7. Single-stranded DNA is needed for replication

As the replication fork advances, it unwinds the duplex DNA. One of the template strands is rapidly converted to duplex DNA as the leading daughter strand is synthesized. The other remains single-stranded until a sufficient length has been exposed to initiate synthesis of an Okazaki fragment of the lagging strand in the backward direction. The generation and maintenance of single-stranded DNA is therefore a crucial aspect of replication. Two types of function are needed to convert double-stranded DNA to the single-stranded state:

• A helicase is an enzyme that separates the strands of DNA, usually using the hydrolysis of ATP to provide the necessary energy. A helicase is generally multimeric, often a hexamer, and typically translocates along DNA by using its multimeric structure to provide multiple DNA-binding sites. It is likely to have one conformation that binds to duplex DNA and another that binds to single-stranded DNA. Alternation between them drives the motor that melts the duplex, and requires ATP hydrolysis Xtypically 1 V2 ATPs are hydrolyzed for each base pair that is unwound. A helicase usually initiates unwinding at a single-stranded region adjacent to a duplex, and may function with a particular polarity, preferring single-stranded DNA with a 3′ end (3′-5′ helicase) or with a 5′ end (5′-3′ helicase).
  
• A single-strand binding protein (SSB) binds to the single-stranded DNA, preventing it from reforming the duplex state. The SSB binds as a monomer, but typically in a cooperative manner in which the binding of additional monomers to the existing complex is enhanced.

Figure 13.10 fX174 DNA can be separated into single strands by the combined effects of 3 functions: nicking with A protein, unwinding by Rep, and single-strand stabilization by SSB.

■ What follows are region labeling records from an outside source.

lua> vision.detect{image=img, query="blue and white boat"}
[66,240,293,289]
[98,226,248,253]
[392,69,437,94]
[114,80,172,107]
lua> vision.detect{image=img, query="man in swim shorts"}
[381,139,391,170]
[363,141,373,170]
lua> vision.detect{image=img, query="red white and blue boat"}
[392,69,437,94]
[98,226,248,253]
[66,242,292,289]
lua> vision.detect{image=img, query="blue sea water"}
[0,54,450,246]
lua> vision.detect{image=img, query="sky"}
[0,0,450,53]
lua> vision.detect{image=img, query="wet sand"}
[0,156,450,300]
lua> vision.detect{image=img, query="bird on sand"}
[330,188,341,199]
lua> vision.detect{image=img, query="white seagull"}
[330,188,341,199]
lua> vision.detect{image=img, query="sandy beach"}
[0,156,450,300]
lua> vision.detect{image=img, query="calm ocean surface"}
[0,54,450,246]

Figure 12.16 The rolling circle generates a multimeric single-stranded tail. Animated figure

The conversion of φX174 double-stranded DNA into individual single strands illustrates the features of the process. Figure 13.10 shows that a single strand is peeled off the circular strand, resembling the rolling circle described previously in Figure 12.16. The reaction can occur in the absence of DNA synthesis when the appropriate 3 proteins are provided in vitro.

The phage A protein nicks the viral (+) strand at the origin of replication. In the presence of 2 host proteins, Rep and SSB, and ATP, the nicked DNA unwinds. The Rep protein provides a helicase that separates the strands; the SSB traps them in single-stranded form. The E. coli SSB is a tetramer of 74 kD that binds cooperatively to single-stranded DNA.

The significance of the cooperative mode of binding is that the binding of one protein molecule makes it much easier for another to bind. So once the binding reaction has started on a particular DNA molecule, it is rapidly extended until all of the single-stranded DNA is covered with the SSB protein. Note that this protein is not a DNA-unwinding protein; its function is to stabilize DNA that is already in the single-stranded condition.

Under normal circumstances in vivo, the unwinding, coating, and replication reactions proceed in tandem. The SSB binds to DNA as the replication fork advances, keeping the two parental strands separate so that they are in the appropriate condition to act as templates. SSB is needed in stoichiometric amounts at the replication fork. It is required for more than one stage of replication; ssb mutants have a quick-stop phenotype, and are defective in repair and recombination as well as in replication. (Some phages use different SSB proteins, notably T4; this shows that there may be specific interactions between components of the replication apparatus and the SSB; we discuss this later.)